Il Coordinamento Nazionale Docenti della disciplina dei Diritti Umani (CNDDU) lancia un appello alle istituzioni affinché la violenza scolastica venga affrontata non solo come questione di ordine pubblico, ma come tema centrale di tutela del diritto all’educazione e della sicurezza educativa. A sollecitare una riflessione strutturale sono i più recenti dati diffusi dall’Istituto di Fisiologia Clinica del Consiglio Nazionale delle Ricerche, che delineano un quadro preoccupante tra gli studenti delle scuole secondarie di secondo grado.
Cresce l’uso di armi tra gli studenti
Secondo la ricerca relativa al 2025, circa 87 mila studenti tra i 15 e i 19 anni — pari al 3,5% degli iscritti — dichiarano di aver utilizzato un coltello in ambito scolastico per intimidire o ferire qualcuno. Il dato è in netta crescita rispetto all’1,4% registrato nel 2018.

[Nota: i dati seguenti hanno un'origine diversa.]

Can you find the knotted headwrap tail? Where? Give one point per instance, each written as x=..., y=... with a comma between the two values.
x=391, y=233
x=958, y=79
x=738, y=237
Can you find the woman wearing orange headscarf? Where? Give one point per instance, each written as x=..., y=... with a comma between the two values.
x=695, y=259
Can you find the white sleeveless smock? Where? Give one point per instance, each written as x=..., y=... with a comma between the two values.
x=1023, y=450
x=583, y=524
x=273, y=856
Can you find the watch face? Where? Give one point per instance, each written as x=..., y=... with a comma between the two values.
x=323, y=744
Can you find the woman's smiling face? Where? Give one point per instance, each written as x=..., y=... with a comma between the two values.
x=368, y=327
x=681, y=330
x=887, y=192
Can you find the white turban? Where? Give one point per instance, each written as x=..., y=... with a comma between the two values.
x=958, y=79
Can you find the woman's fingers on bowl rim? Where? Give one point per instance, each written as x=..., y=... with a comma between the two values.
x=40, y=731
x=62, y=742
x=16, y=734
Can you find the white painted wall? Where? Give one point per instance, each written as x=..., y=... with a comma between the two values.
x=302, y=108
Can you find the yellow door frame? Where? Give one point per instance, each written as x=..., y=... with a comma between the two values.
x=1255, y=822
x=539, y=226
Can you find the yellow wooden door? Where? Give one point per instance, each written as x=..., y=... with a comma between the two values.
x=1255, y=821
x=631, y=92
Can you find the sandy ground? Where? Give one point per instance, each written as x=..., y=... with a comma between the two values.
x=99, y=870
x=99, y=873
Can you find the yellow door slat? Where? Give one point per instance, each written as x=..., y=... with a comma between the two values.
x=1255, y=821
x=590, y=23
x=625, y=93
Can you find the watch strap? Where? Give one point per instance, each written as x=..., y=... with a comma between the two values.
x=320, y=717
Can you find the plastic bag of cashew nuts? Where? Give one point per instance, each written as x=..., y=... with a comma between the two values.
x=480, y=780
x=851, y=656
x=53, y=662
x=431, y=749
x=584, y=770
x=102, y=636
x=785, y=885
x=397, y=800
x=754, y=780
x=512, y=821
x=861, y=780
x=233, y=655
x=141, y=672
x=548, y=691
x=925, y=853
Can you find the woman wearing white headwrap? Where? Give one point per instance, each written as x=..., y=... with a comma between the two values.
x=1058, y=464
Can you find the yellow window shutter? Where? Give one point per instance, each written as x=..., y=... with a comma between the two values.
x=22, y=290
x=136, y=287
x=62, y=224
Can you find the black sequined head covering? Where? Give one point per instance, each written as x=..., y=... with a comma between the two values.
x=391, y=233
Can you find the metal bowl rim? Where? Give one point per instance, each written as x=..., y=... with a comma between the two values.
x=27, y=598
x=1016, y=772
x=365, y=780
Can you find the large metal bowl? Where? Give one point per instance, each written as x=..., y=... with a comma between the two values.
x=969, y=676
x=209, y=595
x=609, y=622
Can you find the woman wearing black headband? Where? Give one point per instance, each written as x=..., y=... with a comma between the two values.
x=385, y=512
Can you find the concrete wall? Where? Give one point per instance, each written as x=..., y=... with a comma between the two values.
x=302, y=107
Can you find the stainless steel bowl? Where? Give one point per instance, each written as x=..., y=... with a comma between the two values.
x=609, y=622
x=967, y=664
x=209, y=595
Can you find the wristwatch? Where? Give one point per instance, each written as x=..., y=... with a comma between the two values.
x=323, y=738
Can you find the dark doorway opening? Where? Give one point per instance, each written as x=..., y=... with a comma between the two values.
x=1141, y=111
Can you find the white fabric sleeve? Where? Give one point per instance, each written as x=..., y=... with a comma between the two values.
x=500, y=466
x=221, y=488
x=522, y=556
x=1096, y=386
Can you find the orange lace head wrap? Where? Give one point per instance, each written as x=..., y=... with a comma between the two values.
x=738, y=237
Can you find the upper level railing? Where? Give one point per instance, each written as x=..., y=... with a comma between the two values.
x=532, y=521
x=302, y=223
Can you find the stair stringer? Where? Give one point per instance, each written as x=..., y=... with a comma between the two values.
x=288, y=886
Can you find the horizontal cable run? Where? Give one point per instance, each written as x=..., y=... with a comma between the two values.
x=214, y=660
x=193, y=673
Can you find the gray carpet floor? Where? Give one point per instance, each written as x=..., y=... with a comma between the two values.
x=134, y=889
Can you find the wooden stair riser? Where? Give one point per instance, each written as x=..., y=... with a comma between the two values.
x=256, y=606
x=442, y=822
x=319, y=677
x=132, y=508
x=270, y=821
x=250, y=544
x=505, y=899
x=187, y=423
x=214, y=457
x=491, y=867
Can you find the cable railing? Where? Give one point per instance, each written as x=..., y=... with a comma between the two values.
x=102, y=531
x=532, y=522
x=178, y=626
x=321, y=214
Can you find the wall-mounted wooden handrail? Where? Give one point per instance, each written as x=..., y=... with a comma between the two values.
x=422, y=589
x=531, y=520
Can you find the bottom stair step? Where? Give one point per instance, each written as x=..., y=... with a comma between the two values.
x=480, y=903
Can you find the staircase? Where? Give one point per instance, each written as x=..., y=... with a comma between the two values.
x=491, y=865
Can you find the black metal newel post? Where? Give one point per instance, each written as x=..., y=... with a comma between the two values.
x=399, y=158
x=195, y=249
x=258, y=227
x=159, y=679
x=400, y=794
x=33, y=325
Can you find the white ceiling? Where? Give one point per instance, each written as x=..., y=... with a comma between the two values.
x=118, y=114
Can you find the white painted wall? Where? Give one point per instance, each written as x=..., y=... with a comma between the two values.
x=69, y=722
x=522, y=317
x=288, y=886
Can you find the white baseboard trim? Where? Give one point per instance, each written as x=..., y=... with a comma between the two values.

L’indagine evidenzia inoltre che il 3,6% degli studenti ha ammesso di aver colpito un insegnante e che il 5% riferisce di aver provocato danni fisici gravi ad altre persone. Numeri che, secondo il CNDDU, non possono essere letti come episodi isolati, ma come segnali di un fenomeno che assume caratteri di strutturalità.
Parallelamente, i dati dell’anno scolastico 2025/2026 mostrano una significativa riduzione delle aggressioni formalmente registrate nei confronti del personale scolastico: quattro episodi segnalati tra settembre e dicembre, contro i ventuno dello stesso periodo dell’anno precedente. Un risultato che sembra testimoniare l’efficacia di recenti interventi normativi e organizzativi, ma che non consente di considerare superata la questione nella sua dimensione sostanziale.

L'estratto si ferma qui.